The real problem was a broken delivery system that's inconsistent, unaccountable, and indifferent to the recipient. The driver research added another dimension: because drivers prioritize efficiency over careful handling, we needed a solution that worked with driver incentives rather than against them.
That reframe suggested a different design space entirely: rather than securing the home, we could redesign the delivery ecosystem itself. The infrastructure already existed in adjacent industries — Uber Eats and DoorDash had proven that real-time tracking and delivery windows were solvable at scale, and autonomous sidewalk robots were already navigating last-mile routes in LA. We weren't inventing new technology. We were taking the real-time tracking, scheduled delivery windows, and autonomous last-mile infrastructure proven by food delivery and pointing it to package delivery.
Outcome
The research redirected the project entirely.

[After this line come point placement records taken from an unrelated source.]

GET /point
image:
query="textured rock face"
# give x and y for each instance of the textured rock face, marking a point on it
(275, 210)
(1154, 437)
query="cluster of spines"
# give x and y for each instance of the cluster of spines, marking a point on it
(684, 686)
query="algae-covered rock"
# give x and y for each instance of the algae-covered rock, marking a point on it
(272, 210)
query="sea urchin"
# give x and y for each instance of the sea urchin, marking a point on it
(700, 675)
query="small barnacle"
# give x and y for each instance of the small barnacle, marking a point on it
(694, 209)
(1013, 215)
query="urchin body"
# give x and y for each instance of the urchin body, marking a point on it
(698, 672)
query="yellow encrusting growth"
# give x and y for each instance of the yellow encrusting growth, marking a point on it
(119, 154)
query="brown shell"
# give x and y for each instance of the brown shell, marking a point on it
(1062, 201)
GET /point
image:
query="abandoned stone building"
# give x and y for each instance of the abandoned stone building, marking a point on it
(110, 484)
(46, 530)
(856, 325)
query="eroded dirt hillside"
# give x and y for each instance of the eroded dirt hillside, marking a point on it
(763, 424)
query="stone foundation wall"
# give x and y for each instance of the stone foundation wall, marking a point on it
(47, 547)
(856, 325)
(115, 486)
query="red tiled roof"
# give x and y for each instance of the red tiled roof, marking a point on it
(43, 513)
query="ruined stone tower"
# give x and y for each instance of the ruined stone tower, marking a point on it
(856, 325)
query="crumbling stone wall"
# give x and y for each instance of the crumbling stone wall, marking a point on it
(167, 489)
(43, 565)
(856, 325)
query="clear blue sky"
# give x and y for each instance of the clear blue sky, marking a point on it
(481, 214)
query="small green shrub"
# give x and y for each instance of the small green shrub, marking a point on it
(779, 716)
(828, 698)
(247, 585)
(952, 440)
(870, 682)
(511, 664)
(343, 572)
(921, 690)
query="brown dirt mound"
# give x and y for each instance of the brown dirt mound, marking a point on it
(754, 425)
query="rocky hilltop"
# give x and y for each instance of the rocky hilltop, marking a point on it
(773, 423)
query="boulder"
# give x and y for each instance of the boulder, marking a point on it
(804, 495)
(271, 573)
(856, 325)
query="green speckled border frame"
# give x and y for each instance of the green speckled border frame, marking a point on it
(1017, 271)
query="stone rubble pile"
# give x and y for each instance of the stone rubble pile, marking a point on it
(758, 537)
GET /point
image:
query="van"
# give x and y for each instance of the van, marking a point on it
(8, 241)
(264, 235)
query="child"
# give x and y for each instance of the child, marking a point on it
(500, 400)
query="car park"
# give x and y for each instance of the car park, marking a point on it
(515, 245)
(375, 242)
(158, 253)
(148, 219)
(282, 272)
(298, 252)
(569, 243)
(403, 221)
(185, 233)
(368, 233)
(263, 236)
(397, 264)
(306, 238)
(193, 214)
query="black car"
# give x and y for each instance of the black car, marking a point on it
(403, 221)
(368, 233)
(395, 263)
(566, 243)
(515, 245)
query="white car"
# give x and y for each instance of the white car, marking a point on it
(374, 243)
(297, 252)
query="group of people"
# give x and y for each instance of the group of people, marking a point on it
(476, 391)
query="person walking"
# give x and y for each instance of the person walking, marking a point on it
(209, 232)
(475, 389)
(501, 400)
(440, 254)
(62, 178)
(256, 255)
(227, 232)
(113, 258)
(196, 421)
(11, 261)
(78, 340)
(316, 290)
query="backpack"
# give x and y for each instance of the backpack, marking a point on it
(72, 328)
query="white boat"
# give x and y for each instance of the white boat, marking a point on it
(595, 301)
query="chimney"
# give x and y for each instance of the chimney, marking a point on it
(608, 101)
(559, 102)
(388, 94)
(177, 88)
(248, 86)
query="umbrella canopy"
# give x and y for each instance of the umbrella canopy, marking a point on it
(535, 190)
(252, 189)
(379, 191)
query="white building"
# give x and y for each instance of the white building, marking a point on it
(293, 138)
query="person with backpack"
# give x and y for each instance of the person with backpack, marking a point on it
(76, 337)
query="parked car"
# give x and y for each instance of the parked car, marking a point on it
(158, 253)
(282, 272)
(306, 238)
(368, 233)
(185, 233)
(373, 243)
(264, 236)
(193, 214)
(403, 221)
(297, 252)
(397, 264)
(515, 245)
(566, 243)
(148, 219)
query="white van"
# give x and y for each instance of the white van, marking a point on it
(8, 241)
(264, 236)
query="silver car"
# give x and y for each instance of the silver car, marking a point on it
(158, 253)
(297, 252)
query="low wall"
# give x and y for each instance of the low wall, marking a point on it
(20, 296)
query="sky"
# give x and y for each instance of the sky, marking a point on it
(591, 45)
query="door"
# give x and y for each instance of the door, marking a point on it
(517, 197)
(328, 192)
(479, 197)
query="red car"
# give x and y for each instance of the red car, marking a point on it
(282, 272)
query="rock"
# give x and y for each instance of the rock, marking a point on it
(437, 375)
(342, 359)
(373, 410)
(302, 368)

What started as a home security concept became a connected delivery ecosystem because the data proved users didn't have a security problem — they had a system problem. The five findings I synthesized became the design brief: build around tracking transparency, secure-by-default delivery, customizable scheduling, and zero added cost to the user.

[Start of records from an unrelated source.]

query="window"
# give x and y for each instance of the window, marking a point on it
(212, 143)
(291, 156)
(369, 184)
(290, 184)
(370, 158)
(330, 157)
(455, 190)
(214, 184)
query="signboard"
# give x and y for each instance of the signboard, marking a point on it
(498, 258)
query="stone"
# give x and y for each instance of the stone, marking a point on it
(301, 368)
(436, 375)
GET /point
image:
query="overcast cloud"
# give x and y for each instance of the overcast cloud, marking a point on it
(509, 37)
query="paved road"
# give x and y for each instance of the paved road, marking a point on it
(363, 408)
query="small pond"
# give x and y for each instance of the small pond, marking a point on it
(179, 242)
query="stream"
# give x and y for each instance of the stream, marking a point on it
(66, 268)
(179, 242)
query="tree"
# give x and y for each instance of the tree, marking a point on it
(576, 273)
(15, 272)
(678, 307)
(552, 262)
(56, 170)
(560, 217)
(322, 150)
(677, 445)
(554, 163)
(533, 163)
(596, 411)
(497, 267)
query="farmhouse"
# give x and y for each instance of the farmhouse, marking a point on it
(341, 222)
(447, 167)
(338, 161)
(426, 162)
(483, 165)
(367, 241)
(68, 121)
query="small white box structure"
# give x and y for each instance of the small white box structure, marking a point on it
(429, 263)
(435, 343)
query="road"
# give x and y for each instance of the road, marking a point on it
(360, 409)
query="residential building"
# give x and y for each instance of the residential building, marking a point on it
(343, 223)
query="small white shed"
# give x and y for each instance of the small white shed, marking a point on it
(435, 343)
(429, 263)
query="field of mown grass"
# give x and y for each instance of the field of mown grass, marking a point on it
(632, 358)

The final ecosystem — app-based delivery scheduling, neighborhood lockers, and 24-hour autonomous robot delivery — was presented at the end-of-quarter review, received well by both the class and professor, and nominated for submission to two design awards.
Delivery Ecosystem — System Flow
Full system flowchart mapping all delivery paths from hub to recipient.
Final Design: The App
The Convoy app gives recipients control over their delivery experience — scheduling windows, choosing delivery methods, and real-time tracking across all carriers.
Final Design: The Locker
Neighborhood lockers provide secure-by-default delivery. The kiosk interface and NFC-enabled retrieval eliminate porch exposure entirely.
Reflection
The final concept depends on user trust in autonomous delivery robots that we never validated. I'd research that perception early, before the solution took shape, since a concept that hinges on an unproven behavioral assumption is fragile regardless of how strong the surrounding research is.
I'd also stratify recruitment: 77% of survey respondents were 18–24, and the "theft doesn't equal behavior change" pattern may not hold for older demographics who order more frequently and carry different theft risk profiles.
Finally, I'd protect time for at least one round of usability testing before the final presentation — the multi-path delivery model was never tested for actual comprehension.